The esoteric meanings is:
From beginning to end, the Śrīmad-Bhāgavatam is full of narrations
that encourage renunciation of material life, as well as nectarean
accounts of Lord Hari’s transcendental pastimes, which give ecstasy to
the saintly devotees and demigods. This Bhāgavatam is the essence of
all Vedānta philosophy because its subject matter is the Absolute
Truth, which, while nondifferent from the spirit soul, is the ultimate
reality, one without a second. The goal of this literature is
exclusive devotional service unto that Supreme Truth.
He comments as follows:
This verse speaks of the subject matter and goal. The host (vrata) of topics
concerning the pastimes of the Lord is sweet. The devotees who are called
devatas become blissful because of these topics. The subject of these topics is
bhakti, and bhakti is sweet nectar. The goal is prema, because by prema one can
taste the sweetness of bhakti-rasa. The phrase “it gives bliss to the devotees”
means that the devotee’s experience of prema. By the use of the words nectar
and devatas, the Bhagavatam giving nectar to the devotees is indicated. By this,
the scripture’s nature as Mohini is indicated, since she is famous for giving
nectar to the devatas. With a movement of her brow to the devotees who know
her identity, unseen by others, she says “Appearing in this way, I must be
favorable to you. Cheating the demons, I will give you nectar.”
By moving her eyebrows at the demons who do not know her identity, she says
clearly, “By my appearance you should gain victory.

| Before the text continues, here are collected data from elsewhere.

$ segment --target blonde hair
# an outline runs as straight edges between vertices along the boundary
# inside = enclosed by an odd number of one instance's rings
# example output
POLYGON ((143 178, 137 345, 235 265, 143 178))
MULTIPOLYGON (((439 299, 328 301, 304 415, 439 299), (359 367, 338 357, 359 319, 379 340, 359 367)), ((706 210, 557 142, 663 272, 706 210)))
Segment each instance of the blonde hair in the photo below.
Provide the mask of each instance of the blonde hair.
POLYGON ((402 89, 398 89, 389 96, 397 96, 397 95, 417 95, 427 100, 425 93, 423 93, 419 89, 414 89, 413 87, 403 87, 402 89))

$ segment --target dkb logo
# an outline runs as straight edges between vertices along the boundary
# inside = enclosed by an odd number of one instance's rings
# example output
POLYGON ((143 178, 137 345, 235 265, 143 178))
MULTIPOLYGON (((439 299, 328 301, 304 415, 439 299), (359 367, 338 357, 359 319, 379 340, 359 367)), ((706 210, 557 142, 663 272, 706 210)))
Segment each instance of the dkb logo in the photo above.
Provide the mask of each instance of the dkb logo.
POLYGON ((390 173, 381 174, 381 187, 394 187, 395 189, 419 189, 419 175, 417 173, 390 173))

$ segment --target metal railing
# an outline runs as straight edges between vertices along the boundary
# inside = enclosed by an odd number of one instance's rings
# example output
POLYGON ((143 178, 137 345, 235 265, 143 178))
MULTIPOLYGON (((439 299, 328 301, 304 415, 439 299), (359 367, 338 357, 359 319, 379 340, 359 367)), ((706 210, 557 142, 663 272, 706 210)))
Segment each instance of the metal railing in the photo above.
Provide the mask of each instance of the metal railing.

Giving you nectar is a
secondary affair. The main thing is that I will constantly give you astonishing
bliss while you remain householders. I will serve a little nectar first to the lowly
devatas. ” Similarly the Bhagavatam in half a verse, speaking of the giving the
devotees nectar of his pastimes, indicates the goal of the Bhagavatam. But the
Lord has also said paroksa-vada rsayah paroksam mama ca priyam: the Vedic
seers and mantras deal in esoteric terms, and I also am pleased by such
confidential descriptions. (SB 11.21.35) Thus having said what is unnoticed by
most people, he speaks another subject and goal for the person who does not
know the Lord but thinks he knows scriptures. “It is the essence of all Vedantas,
which is oneness with Brahman, an object with no duality. The work has
Brahman as its subject (nistham) and merging in Brahman as its main goal.”
Some people explain the verse as follows. Because this scripture speaks of both
bhakti and jnana, after speaking of the subject and goal of bhakti and prema, the
work then speaks of jnana and merging as the subject and goal. Brahman is the
subject. This work has as its goal merging (kaivalyam) as its one goal.

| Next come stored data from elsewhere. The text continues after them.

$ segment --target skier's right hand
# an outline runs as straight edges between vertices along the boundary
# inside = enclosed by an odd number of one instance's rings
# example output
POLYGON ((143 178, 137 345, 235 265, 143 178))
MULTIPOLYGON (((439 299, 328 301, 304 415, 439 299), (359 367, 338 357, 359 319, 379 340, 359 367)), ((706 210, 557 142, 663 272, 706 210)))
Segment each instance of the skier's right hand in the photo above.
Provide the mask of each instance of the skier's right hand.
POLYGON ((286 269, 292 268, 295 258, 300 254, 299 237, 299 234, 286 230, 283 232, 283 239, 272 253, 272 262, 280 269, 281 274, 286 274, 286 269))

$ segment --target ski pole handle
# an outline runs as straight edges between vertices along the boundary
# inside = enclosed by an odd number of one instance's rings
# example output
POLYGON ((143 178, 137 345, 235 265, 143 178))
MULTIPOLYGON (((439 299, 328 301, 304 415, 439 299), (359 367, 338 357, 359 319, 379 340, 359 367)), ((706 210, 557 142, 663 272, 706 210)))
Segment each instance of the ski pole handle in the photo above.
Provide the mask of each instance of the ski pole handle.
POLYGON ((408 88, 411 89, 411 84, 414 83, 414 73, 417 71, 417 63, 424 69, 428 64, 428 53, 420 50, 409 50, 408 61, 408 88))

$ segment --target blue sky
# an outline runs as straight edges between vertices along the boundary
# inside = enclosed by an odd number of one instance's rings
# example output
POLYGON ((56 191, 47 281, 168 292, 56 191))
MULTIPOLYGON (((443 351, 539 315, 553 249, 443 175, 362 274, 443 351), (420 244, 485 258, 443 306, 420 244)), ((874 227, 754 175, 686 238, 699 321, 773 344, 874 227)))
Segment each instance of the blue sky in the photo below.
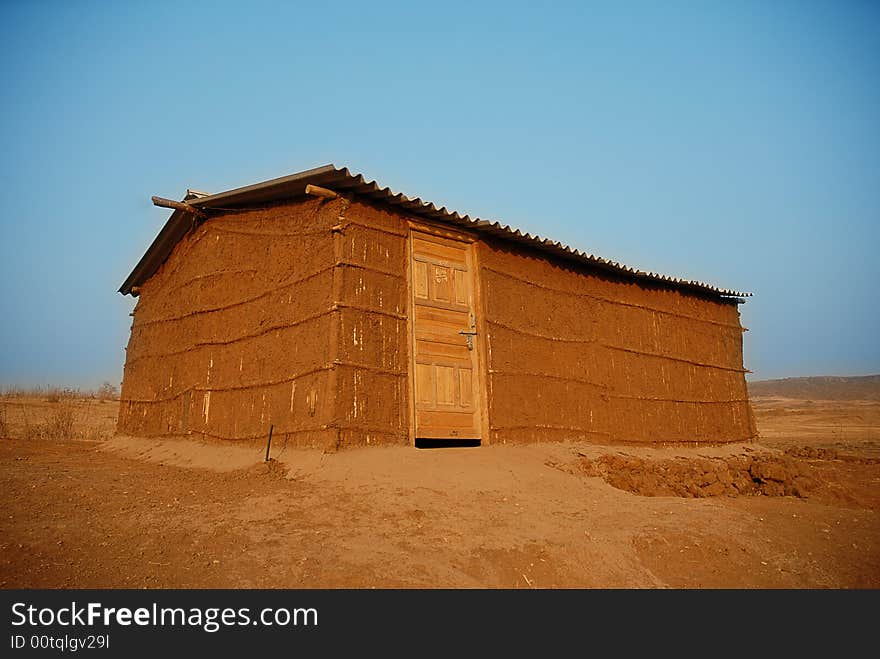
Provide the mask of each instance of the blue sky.
POLYGON ((880 372, 876 3, 3 2, 0 82, 0 385, 119 382, 150 195, 329 162, 880 372))

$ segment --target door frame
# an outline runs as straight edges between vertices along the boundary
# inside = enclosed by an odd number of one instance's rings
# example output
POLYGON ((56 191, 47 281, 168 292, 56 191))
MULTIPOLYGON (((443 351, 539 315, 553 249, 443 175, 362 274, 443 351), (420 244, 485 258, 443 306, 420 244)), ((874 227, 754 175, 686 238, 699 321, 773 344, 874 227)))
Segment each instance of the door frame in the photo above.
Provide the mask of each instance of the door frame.
POLYGON ((409 443, 416 445, 416 352, 414 338, 414 315, 415 315, 415 287, 413 286, 413 233, 426 233, 447 240, 456 240, 466 243, 466 255, 471 270, 472 289, 474 294, 474 315, 477 320, 477 394, 480 397, 478 413, 480 415, 480 446, 491 443, 489 435, 489 398, 488 398, 488 354, 486 349, 486 319, 483 305, 483 279, 480 277, 480 264, 477 257, 477 242, 479 238, 467 231, 450 229, 447 226, 435 224, 425 220, 407 220, 406 237, 406 285, 407 285, 407 314, 406 314, 406 347, 408 351, 407 379, 409 380, 409 443))

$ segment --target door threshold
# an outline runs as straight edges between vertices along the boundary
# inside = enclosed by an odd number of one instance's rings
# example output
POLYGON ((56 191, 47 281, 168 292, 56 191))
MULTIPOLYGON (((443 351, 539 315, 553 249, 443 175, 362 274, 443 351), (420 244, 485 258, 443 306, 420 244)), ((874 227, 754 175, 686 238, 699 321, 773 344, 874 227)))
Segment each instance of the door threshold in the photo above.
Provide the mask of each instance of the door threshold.
POLYGON ((417 438, 416 448, 476 448, 479 439, 421 439, 417 438))

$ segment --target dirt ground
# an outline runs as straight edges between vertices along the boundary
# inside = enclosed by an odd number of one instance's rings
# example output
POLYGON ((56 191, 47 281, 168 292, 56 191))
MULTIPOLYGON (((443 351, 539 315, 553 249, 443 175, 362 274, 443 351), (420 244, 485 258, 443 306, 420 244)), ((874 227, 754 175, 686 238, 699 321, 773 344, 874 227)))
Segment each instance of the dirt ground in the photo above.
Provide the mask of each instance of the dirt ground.
POLYGON ((112 401, 0 398, 0 587, 880 587, 880 401, 753 404, 746 445, 267 465, 114 436, 112 401))

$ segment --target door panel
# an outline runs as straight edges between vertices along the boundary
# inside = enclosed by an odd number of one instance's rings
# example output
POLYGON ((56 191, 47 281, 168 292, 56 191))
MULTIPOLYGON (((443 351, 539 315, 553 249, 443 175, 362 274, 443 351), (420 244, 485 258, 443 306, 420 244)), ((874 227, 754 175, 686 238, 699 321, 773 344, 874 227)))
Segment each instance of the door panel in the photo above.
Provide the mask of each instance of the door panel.
POLYGON ((461 333, 476 331, 472 246, 411 235, 416 437, 479 439, 479 343, 461 333))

Others explain as follows. At the beginning of this work it is understood from
the second verse that bhakti is the subject with the words (dharmah projjhitakaitavo
‘tra) and from the same verse with the words sadyo hrdy avarudhyate
atra krtibhih it is understood the prema is the goal. Thus by the predominance of
bhakti over jnana and liberation, its goal, in the whole work, bhakti is indicated
as the main subject and prema is the goal.
It is also necessary to give an esoteric meaning to the verse so it becomes
suitable for devotees, in the manner of Mohini’s appearance to both parties. The
meaning tan-nistham is as follows. This work remains (stham), having given up
(nisrtya) Brahman and merging. The work has as its goal only the mood of
exclusive devotion (kaivalyam), devoid of jnana, karma and Svarga.